Eldridge agreed and set to work revamping the accelerator. He and several partners there also launched a $10 million investment vehicle dubbed the Highlander Venture Fund.

 
“That was the first time a true venture fund was created in the Inland Empire,” Eldridge said.


Two years later, in 2017, Riverside was ranked as the fourth-best city in the nation for minority entrepreneurs by Entrepreneur magazine. That same year, Eldridge was awarded “Innovator of the Year” honors by the mayor of Riverside. “It was a really great experience,” he recalled.


Less than a year later, however, Eldridge’s life would again be turned upside down.
In May 2018, he was diagnosed with a rare genetic disease.
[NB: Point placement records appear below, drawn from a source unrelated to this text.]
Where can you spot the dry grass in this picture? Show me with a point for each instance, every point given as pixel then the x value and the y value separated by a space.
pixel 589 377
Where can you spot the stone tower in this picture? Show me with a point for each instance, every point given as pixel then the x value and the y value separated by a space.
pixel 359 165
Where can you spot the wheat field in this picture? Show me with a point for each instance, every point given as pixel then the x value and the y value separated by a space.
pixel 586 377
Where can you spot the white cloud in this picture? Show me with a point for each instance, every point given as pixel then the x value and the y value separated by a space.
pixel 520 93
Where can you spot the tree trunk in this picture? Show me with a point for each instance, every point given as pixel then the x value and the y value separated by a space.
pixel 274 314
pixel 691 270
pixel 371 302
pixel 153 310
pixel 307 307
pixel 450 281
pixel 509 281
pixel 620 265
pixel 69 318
The damage had gone undetected for long enough that it appeared likely to be fatal.


“I was in stage-five kidney failure, which is the end,” he said. “I had to immediately go into dialysis. …  From 2018 until this moment, I go into dialysis at 3 a.m. each day.”


Not slowing down

Despite the life-threatening illness, Eldridge never missed a beat. He received and accepted an offer to lead investments for the Los Angeles Cleantech Incubator, or LACI, that same year. He also got involved with a nonprofit called VC Include, led by Bahiyah Yasmeen Robinson, which is designed to train and mentor fund managers of color.

“Think of it like an accelerator for VC,” Eldridge said.


Alongside his ongoing work with LACI, Eldridge has also recently deepened his involvement with VC Include. He joined Robinson and Keith Malcolm Spears to form a separate fund called Include Venture Partners.

 
The entity will act as a fund of funds, investing in fund managers of color across the country. It will be dual-headquartered in San Francisco and South Los Angeles.


Include Venture Partners is targeting $250 million for its first fund. A portion of this has already been “soft-circled,” according to Eldridge, leaving the firm poised to start investing as soon as the second quarter of this year.


Through Include and his role at LACI, Eldridge hopes to pass on the hard-earned lessons of his career. “The Vegas trip told me to take risks,” he said. “The warehouse time told me that there is always a brighter day ahead.”


The entrepreneur even draws lessons from his ongoing battle with disease. Eldridge said he is open about his condition at work and often takes business calls while on dialysis.


“I tell founders, ‘If I can do this and still run my business, then you can do it,’” he said.